# I Shot A Horse ...



## Imperial (Feb 9, 2011)

horsefly that is . this lil punk kept bothering me . as soon as he landed i took a shot with a pebble , about 3/8 ths , i was around 8 feet away and BAMM ! i took the top part of its head off. im actually proud of myself for being able to hit it . not bad for a first kill post id say .  







slingshot is basic shape made out of plywood and banded with #84 rubber bands somewhat gypsy tab style and pouch is made of roo leather .


----------



## JLS:Survival (Dec 8, 2011)

nice kill!! ya gotta start somewhere!


----------



## Charles (Aug 26, 2010)

Let me see now ..... is that for the dinner table, or do you regard it as pest control?

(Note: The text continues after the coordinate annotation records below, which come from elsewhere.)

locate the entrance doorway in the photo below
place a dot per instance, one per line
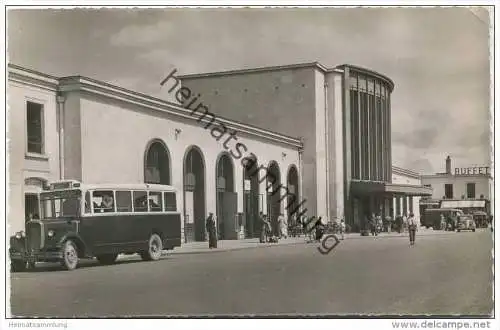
(251, 197)
(226, 203)
(31, 206)
(273, 185)
(293, 198)
(194, 195)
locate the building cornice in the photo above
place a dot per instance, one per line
(406, 172)
(93, 86)
(358, 69)
(32, 78)
(316, 65)
(79, 83)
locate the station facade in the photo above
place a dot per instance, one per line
(343, 117)
(82, 129)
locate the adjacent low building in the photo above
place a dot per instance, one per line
(467, 188)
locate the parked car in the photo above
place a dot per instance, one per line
(466, 222)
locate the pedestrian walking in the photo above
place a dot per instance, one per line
(405, 222)
(283, 226)
(412, 228)
(263, 227)
(342, 229)
(212, 231)
(388, 220)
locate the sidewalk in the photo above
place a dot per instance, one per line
(231, 245)
(234, 245)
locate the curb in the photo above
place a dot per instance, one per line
(231, 249)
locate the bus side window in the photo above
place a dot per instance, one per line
(140, 201)
(155, 201)
(103, 201)
(170, 201)
(123, 201)
(87, 203)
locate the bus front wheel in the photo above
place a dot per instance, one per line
(155, 246)
(70, 255)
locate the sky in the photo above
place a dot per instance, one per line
(439, 59)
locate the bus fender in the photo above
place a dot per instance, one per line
(80, 245)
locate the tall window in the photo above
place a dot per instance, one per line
(448, 190)
(471, 190)
(355, 143)
(34, 123)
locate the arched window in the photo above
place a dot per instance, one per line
(157, 164)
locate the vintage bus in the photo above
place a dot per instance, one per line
(98, 220)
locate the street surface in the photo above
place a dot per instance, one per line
(446, 273)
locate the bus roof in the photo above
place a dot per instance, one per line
(442, 209)
(72, 184)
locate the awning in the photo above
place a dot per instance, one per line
(371, 187)
(430, 202)
(463, 204)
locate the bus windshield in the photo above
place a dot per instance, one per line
(60, 204)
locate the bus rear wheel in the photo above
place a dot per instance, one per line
(155, 246)
(107, 259)
(18, 266)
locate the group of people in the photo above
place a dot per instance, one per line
(267, 234)
(315, 226)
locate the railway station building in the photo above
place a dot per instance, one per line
(343, 117)
(77, 128)
(318, 136)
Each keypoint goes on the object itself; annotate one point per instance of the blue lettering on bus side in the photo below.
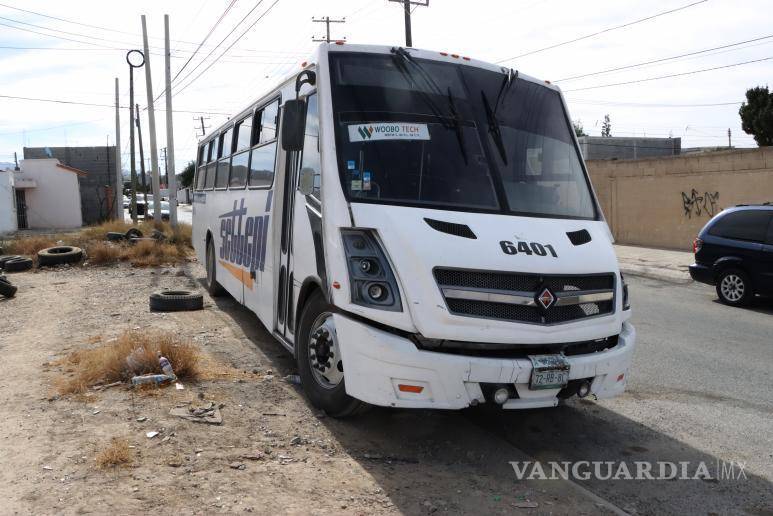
(243, 239)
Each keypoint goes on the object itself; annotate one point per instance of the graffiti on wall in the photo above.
(698, 204)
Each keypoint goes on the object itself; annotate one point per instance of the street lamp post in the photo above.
(136, 59)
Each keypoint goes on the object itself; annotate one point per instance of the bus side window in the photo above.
(311, 158)
(224, 163)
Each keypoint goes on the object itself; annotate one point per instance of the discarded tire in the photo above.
(176, 301)
(17, 264)
(59, 255)
(6, 289)
(7, 257)
(133, 233)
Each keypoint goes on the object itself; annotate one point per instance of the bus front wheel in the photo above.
(318, 355)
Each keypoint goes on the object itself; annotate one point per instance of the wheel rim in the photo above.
(732, 287)
(324, 352)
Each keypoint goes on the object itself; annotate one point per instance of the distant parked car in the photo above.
(164, 210)
(734, 252)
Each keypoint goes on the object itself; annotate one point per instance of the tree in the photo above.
(757, 115)
(579, 130)
(606, 127)
(186, 176)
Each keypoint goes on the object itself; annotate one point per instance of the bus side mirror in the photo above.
(306, 181)
(293, 125)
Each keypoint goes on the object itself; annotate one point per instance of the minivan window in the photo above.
(748, 225)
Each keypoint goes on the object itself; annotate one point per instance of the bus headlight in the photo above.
(372, 281)
(626, 299)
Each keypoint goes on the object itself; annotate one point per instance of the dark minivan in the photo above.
(734, 252)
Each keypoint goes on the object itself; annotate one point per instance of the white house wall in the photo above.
(55, 202)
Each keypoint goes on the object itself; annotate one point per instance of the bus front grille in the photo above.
(515, 297)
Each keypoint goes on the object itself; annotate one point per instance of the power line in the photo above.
(610, 29)
(221, 42)
(225, 12)
(230, 46)
(73, 102)
(669, 75)
(662, 59)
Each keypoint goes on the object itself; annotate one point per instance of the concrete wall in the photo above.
(97, 185)
(664, 202)
(7, 203)
(55, 202)
(598, 147)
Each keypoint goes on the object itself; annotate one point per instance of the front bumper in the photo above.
(376, 362)
(702, 273)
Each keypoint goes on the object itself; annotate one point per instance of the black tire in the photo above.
(332, 399)
(7, 257)
(214, 288)
(734, 287)
(176, 301)
(17, 264)
(59, 255)
(133, 233)
(6, 289)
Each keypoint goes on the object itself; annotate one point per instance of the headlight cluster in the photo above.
(626, 299)
(373, 283)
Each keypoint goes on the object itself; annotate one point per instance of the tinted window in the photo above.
(239, 164)
(262, 165)
(223, 167)
(268, 122)
(242, 134)
(225, 143)
(311, 158)
(209, 182)
(200, 177)
(749, 225)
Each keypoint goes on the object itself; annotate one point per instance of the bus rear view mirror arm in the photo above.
(293, 123)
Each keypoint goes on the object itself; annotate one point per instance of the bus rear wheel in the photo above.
(213, 287)
(318, 355)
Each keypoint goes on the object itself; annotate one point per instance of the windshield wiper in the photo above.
(491, 114)
(454, 117)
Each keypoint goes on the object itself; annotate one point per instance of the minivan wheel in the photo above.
(318, 355)
(213, 287)
(734, 287)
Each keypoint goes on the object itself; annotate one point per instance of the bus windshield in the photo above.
(440, 135)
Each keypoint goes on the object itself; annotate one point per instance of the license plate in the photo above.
(548, 372)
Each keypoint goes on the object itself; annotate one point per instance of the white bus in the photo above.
(419, 230)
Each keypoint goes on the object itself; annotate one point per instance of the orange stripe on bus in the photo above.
(237, 272)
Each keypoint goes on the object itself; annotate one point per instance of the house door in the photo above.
(21, 209)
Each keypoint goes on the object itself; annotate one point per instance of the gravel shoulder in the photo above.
(272, 454)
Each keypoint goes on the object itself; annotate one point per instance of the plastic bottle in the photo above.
(166, 367)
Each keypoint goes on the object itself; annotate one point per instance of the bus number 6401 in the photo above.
(527, 248)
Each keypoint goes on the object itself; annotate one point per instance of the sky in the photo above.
(74, 50)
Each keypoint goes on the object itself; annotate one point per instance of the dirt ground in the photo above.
(273, 453)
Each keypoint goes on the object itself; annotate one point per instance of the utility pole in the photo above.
(151, 127)
(407, 8)
(118, 173)
(142, 162)
(327, 21)
(171, 184)
(135, 59)
(203, 127)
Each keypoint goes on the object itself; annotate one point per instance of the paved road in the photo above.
(700, 390)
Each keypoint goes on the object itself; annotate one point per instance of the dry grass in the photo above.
(28, 246)
(107, 363)
(99, 251)
(117, 453)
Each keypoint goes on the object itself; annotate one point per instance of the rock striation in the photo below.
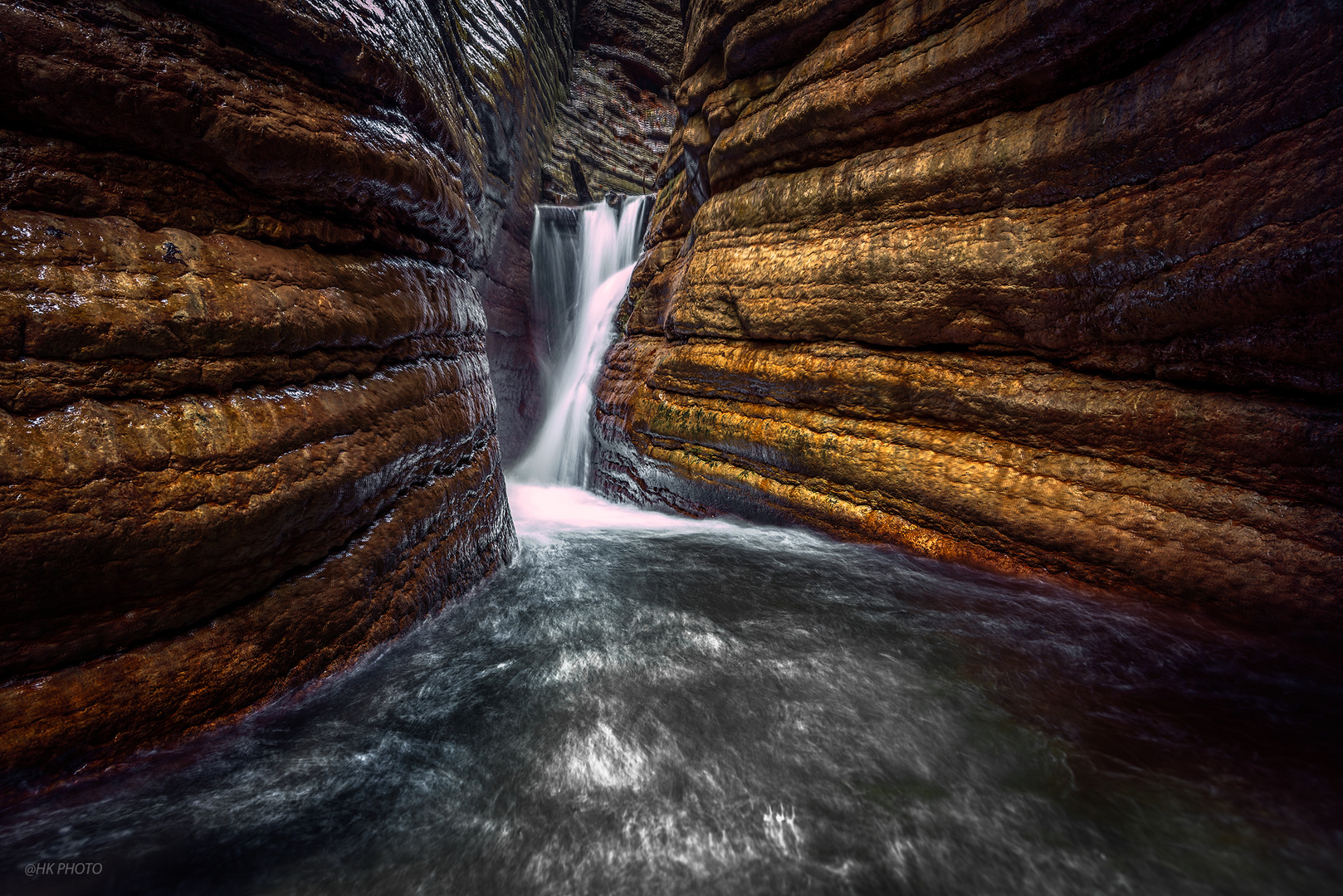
(246, 422)
(1048, 286)
(613, 127)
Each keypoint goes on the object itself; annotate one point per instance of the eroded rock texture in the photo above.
(619, 114)
(613, 124)
(1043, 286)
(246, 425)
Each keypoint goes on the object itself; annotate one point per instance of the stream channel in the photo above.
(650, 704)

Good shooting to hit a target that small.

Cheers ..... Charles


----------



## faca (Dec 24, 2009)

I think this os teh best way to finish with this awful criatures ;-)


----------



## newconvert (Dec 12, 2011)

i hate those pesky little mother ****ers! good shop Imp, thats a big reason for me having the smaller shooters, thats an interesting shooter, i lke your tabs and the old school look to your ss, did you make it yourself?


----------



## Rapier (May 28, 2011)

Ha Ha Good one. Hrawk sent me a beautiful clear custom in a swap, he called it 'The Bug Blaster' but alas, I havent been able to hit one single bug yet. My skill is the problem not Hrawks catty...
That reminds me, I saw a bow maker guy (on YT) shooting dragonflys in the off season to keep up his aim. He has a great tute on how to make bows too...
Any way, Great shot! I think I'll roll up some ally foil real tight and start off on a safari round the house...


----------



## Imperial (Feb 9, 2011)

newconvert said:


> ... i lke your tabs and the old school look to your ss, did you make it yourself?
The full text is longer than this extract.